Rabu, 19 Januari 2022

MELIHAT ISI BUKU "THE HISTORICAL OF JESUS"

Buku “The Historical of Jesus” merupakan karya L Fatoohi, yang dalam riwayat hidupnya, mengaku sebagai seorang mualaf. Artinya, dia sebelumnya adalah seorang kristen. Dengan latar belakang kristianinya itu, ia mencoba membahas tentang Yesus secara historis. Dan seperti biasanya para mualaf, pengetahuan kecil tentang agama awalnya, sering dijadikan amunisi untuk menyerang. Dan itulah yang dilakukan oleh Fatoohi. Dan umat islam tentu senang akan hal ini.

Ada satu kesalahan cara berpikir Fatoohi, yang langsung terlihat jelas. Bisa dikatakan bahwa Fatoohi menggunakan Al-Quran sebagai batu ujinya, sementara Fatoohi sendiri tak pernah mengkritisi Al-Quran. Ini memang tidak bisa dilakukan, karena berbahaya. Al-Quran diterima tanpa sikap kritis karena sudah dianggap sebagai kitab sempurna. Cara berpikir Fatoohi ini jamak dijumpai pada diri kaum islam. Mereka melihat atau menilai orang lain dengan kacamata mereka sendiri. Fatoohi tak pernah berpikir bagaimana seandainya umat agama lain menilai islam dengan cara mereka juga.

Karena Al-Quran sebagai kitab yang benar dan sempurna, maka yang tidak sesuai dengan Al-Quran adalah salah. Dan kebetulan semua Injil, yang diakui Gereja, tidak sama atau mirip sehingga bisa disimpulkan Injil itu salah. Sementara injil-injil apokrif, yang tidak diakui Gereja, namun karena ada kemiripan dengan Al-Quran, maka dinyatakan benar; dan kitab itu juga yang dipakai Fatoohi.

Mengkritisi Cara Berpikir Fatoohi

1.    Soal Anunsiasi Maria  (hlm 146 – 156)

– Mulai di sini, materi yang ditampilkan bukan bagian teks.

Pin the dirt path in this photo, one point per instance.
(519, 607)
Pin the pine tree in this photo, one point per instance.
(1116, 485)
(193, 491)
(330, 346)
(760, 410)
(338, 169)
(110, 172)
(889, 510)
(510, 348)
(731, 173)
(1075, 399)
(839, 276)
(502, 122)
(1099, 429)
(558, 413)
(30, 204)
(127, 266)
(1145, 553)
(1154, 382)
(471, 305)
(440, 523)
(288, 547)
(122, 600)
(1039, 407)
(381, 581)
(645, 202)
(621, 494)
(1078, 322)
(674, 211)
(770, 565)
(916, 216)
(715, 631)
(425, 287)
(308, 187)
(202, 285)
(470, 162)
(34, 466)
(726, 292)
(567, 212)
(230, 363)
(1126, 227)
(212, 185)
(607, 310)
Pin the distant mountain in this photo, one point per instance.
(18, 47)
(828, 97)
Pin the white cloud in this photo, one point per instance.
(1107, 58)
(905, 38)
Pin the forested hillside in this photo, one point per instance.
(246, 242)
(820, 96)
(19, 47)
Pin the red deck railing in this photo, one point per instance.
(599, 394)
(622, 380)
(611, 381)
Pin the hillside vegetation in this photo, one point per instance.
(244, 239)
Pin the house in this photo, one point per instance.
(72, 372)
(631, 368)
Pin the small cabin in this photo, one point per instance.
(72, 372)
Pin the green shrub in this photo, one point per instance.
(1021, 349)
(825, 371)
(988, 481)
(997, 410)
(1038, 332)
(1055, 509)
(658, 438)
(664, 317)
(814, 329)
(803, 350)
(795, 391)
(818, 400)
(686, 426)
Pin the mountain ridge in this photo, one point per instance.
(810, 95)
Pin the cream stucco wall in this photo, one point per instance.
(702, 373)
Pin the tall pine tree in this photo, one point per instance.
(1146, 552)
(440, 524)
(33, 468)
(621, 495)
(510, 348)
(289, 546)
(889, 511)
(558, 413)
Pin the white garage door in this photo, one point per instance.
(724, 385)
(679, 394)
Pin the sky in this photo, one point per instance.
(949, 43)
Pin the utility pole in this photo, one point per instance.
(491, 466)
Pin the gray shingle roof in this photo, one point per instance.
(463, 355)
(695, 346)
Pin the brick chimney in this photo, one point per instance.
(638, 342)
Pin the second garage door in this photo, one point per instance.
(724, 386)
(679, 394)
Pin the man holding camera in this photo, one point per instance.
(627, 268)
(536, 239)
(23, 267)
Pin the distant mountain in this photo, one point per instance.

Dalam QS Al-Maryam dikatakan bahwa Malaikat Jibril itu adalah Roh yang menyebabkan Maria hamil. Akan tetapi, dalam QS Al-Anbiya dan juga Al-Tahrim dikatakan bahwa Allah meniupkan Roh-Nya ke dalam Maria sehingga ia hamil. Di sini mau dikatakan bahwa Roh itu adalah Allah. Oleh karena itu, apakah bisa dikatakan bahwa Malaikat Jibril itu adalah Allah?

Kekacauan ini dipertegas lagi dalam QS Ali Imran. Dalam ayat 40 dikatakan bahwa Maria berbicara kepada Malaikat Jibril, bukan kepada Allah. Namun dalam ayat 47 (selisih 7 ayat saja) terlihat bahwa Maria berbicara kepada Allah.

2.    Kehamilan Perawan Maria (hlm 157 – 161)

Fatoohi mengatakan bahwa kisah kehamilan Maria tidak historis hanya karena kisah itu berbeda dari satu Injil ke Injil yang lain. Di sini terlihat jelas bahwa Fatoohi tidak memahami ajaran Katolik tentang Injil. Kita bisa ambil contoh pembanding: perang Vietnam kisahnya bisa berbeda antara versi Amerika dan Vietnam. Apakah kisah perang itu tak historis?

Karena itu, akan terasa lucu dengan tiga kesimpulan Fatoohi (hlm 161). Terlihat jelas Fatoohi tidak mengerti soal Kitab Suci orang kristen dan memaksakan cara pandang Quraninya. Kesimpulan pertama seakan menyangkal sendiri pernyataan Fatoohi, “Ketiadaan bukti bukanlah bukti ketiadaan.” (hlm 32).

Selain itu, perlu juga dilihat makna antara berbeda dan bertentangan. Kedua kata ini tidaklah sama maknanya. Tidak semua yang berbeda itu bertentangan, tapi yang bertentangan itu pasti berbeda. Kalau diperhatikan dengan baik-baik, yang terjadi dalam Injil perihal kehamilan Maria adalah perbedaan, bukan pertentangan. Tidak seperti dalam Al-Quran yang menunjukkan pertentangan.

Ada kesan bahwa Fatoohi mau supaya kisah kehamilan dan kelahiran harus ada pada semua Injil atau bahkan semua kitab Perjanjian Baru (hlm 167). Fatoohi tidak tahu bahwa pusat pewartaan Para Rasul (termasuk Paulus) adalah Yesus yang bangkit. Karena itu, peristiwa kelahiran-Nya tidak mendapat tempat yang cukup dalam pewartaan mereka.